The organisation has continued to expand since it launched. “We’re now a group of 350,000 parents in the UK, and there are 40-plus global spin-offs from Nigeria to New Zealand,” she said.

She said one of the biggest changes has been giving parents confidence that delaying smartphones is a valid choice.

“Before it started, it felt like you had no choice in this,” Greenwell said. “You had to get your child a smartphone because you just couldn’t leave them the only one without it.”

She added, “The network effects of these things are so powerful that it’s awful to leave your child disconnected from their community like that. So now it feels like parents are empowered to wait; they feel there is another way. They have a choice in this.”

"This is a systemic issue”

Greenwell said she had initially expected criticism, particularly given how widespread smartphone use already is among children.

“It can feel like you’re saying all of you guys are bad parents because you’ve got your child a smartphone,” she said. “But we were really clear right from the start that this is a systemic issue.”

She said many parents who already gave their children smartphones were among the most supportive.

“People who already had a smartphone were struggling and saying, ‘I can’t manage this. I don’t know how to keep my child safe online,” she said.

“They were saying, ‘They’re sitting in their bedroom on their phone. They won’t talk to me anymore. I’ve lost them.’”

She added: “I was amazed at how little pushback we got and how parents everywhere wanted this and wanted to have the power put back into their hands.”

“We’re damaging an entire generation of kids. They’re the guinea pig generation.”

Speaking about what she would say to government leaders, Greenwell argued that urgent regulatory action is needed.

“Parents everywhere, not just the UK but across the world, are desperate for change,” she said.

“We’re damaging an entire generation of kids. They’re the guinea pig generation.”

She said technology companies had been allowed to operate without sufficient safeguards.

“We’ve let these huge, massive, most powerful, richest corporations that the world has ever seen infiltrate the minds and homes of every child in the world,” she said. “And we’ve seen the results now, they’re not good.”

The damaging effects of social media

Greenwell pointed to rising mental health concerns.

“Mental health has skyrocketed,” she said. “Anorexia, self-harm, depression, anxiety — all of this stuff has gone through the roof globally in the time that we’ve let children have these devices.”

She said any response should prioritise families’ ability to make informed choices.

“It’s time that we put power back into the hands of parents,” she said.
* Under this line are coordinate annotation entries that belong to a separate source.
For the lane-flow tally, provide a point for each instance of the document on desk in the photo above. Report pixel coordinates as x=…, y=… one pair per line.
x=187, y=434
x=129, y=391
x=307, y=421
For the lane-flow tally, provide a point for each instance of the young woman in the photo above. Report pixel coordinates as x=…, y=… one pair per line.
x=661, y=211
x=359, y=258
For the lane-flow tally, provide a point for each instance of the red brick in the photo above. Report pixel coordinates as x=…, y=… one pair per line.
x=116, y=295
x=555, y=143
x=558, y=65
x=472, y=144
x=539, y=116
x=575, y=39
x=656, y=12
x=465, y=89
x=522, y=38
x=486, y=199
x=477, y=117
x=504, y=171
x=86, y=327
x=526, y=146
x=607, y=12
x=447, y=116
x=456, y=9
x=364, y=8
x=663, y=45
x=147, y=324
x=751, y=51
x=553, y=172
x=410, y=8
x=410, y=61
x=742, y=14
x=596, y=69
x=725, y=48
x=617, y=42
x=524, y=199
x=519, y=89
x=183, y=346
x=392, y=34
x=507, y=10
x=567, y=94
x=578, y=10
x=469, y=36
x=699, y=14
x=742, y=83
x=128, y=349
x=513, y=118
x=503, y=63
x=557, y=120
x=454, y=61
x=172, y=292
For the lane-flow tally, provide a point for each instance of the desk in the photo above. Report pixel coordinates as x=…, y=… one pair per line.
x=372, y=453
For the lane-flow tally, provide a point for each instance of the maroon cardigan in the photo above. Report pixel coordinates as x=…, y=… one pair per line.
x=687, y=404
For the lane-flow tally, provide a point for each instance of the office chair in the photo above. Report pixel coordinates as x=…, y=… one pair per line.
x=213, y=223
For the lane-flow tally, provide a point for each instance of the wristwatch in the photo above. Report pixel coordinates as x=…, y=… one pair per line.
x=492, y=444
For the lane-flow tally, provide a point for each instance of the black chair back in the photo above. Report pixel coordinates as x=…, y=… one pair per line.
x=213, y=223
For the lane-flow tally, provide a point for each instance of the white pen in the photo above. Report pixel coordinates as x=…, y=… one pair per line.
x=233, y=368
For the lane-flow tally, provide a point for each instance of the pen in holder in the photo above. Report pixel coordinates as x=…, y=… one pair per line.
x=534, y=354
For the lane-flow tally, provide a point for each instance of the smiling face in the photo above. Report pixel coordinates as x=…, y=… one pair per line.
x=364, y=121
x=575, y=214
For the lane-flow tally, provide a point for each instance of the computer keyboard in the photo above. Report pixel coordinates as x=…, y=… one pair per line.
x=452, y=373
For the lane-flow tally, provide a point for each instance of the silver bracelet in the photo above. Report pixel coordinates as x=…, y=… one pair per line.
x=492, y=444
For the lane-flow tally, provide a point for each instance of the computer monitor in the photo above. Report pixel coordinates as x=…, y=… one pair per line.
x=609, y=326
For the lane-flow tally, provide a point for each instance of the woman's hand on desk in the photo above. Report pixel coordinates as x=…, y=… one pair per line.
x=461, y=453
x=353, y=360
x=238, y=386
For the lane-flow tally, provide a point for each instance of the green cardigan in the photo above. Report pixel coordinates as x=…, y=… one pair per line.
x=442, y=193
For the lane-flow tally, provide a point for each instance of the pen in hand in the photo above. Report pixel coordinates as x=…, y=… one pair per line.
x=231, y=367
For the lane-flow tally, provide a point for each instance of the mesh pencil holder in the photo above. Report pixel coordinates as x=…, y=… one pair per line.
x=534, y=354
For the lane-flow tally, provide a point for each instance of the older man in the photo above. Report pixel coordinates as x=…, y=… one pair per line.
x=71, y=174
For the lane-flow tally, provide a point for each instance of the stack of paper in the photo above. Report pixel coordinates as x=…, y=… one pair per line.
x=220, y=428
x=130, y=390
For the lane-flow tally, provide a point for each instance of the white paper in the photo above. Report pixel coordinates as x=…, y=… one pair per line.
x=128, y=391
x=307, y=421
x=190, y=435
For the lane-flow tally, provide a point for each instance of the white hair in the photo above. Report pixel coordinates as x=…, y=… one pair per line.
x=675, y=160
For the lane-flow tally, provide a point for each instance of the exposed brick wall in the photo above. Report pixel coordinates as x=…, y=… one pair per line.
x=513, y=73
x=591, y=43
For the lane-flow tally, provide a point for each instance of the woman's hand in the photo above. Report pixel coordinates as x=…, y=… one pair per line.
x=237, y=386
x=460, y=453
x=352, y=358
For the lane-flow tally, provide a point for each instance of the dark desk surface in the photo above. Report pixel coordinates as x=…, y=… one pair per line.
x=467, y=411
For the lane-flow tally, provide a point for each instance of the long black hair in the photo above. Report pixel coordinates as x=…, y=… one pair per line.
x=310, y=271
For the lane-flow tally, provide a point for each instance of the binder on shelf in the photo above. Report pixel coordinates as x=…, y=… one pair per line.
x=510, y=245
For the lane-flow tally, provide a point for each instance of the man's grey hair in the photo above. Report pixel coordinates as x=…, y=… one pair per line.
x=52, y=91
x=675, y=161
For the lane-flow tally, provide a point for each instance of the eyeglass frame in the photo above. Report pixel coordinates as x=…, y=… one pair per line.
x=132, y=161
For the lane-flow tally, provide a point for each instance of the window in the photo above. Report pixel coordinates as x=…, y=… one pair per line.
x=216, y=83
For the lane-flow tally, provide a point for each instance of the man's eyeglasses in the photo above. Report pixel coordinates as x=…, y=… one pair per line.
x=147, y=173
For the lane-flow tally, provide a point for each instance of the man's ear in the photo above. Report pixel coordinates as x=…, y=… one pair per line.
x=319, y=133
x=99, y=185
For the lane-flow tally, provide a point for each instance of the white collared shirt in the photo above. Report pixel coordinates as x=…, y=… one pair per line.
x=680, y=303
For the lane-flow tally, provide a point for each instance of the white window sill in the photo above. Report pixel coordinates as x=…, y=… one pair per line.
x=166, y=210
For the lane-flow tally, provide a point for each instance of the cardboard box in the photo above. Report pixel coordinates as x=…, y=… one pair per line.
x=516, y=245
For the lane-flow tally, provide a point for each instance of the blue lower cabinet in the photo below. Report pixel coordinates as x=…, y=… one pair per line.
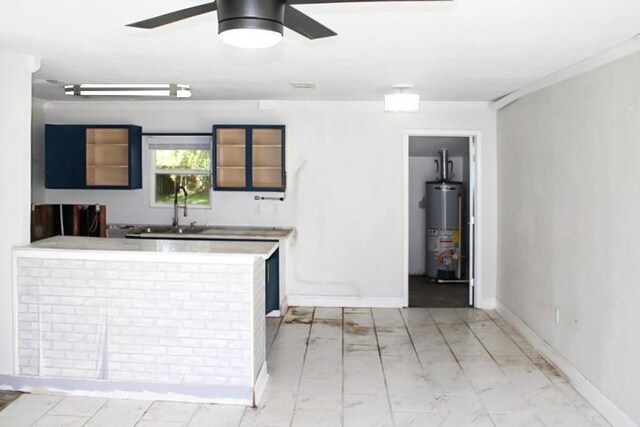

“Let parents choose how their children grow up, and raise the age of social media and put in rules and regulations that will help kids have a childhood free from algorithmically profit-driven ecosystems that are really not good for them in any way.”

However, human rights campaigners have cautioned that banning social media altogether may have unintended consequences.

Responding to the Australian proposals, Nikita White, Amnesty International Australia Campaigner, said:

“Rather than banning children and young people from social media, the Albanese government should regulate to enhance the protection of children’s privacy and personal data while prioritising their human rights.”

She added:

“There’s no doubt that the practices of social media platforms are harming young people's rights, but young people also have a right to express themselves online and seek information.”

Amnesty International has previously warned that the surveillance-based business models used by companies such as TikTok, Meta and Google are fundamentally incompatible with privacy rights.

White said placing restrictions on children alone risks missing the root of the problem.

“A total ban would put the burden of companies’ harmful business practices on young people instead of the companies causing the harm,” she said.

“The best way to protect children and young people online is by protecting all users with stronger data protection laws and not personalising feeds based on profiling.”

As governments internationally examine how to regulate social media, campaigners and rights groups continue to debate whether bans, safeguards or stronger regulation of technology companies offer the most effective way forward.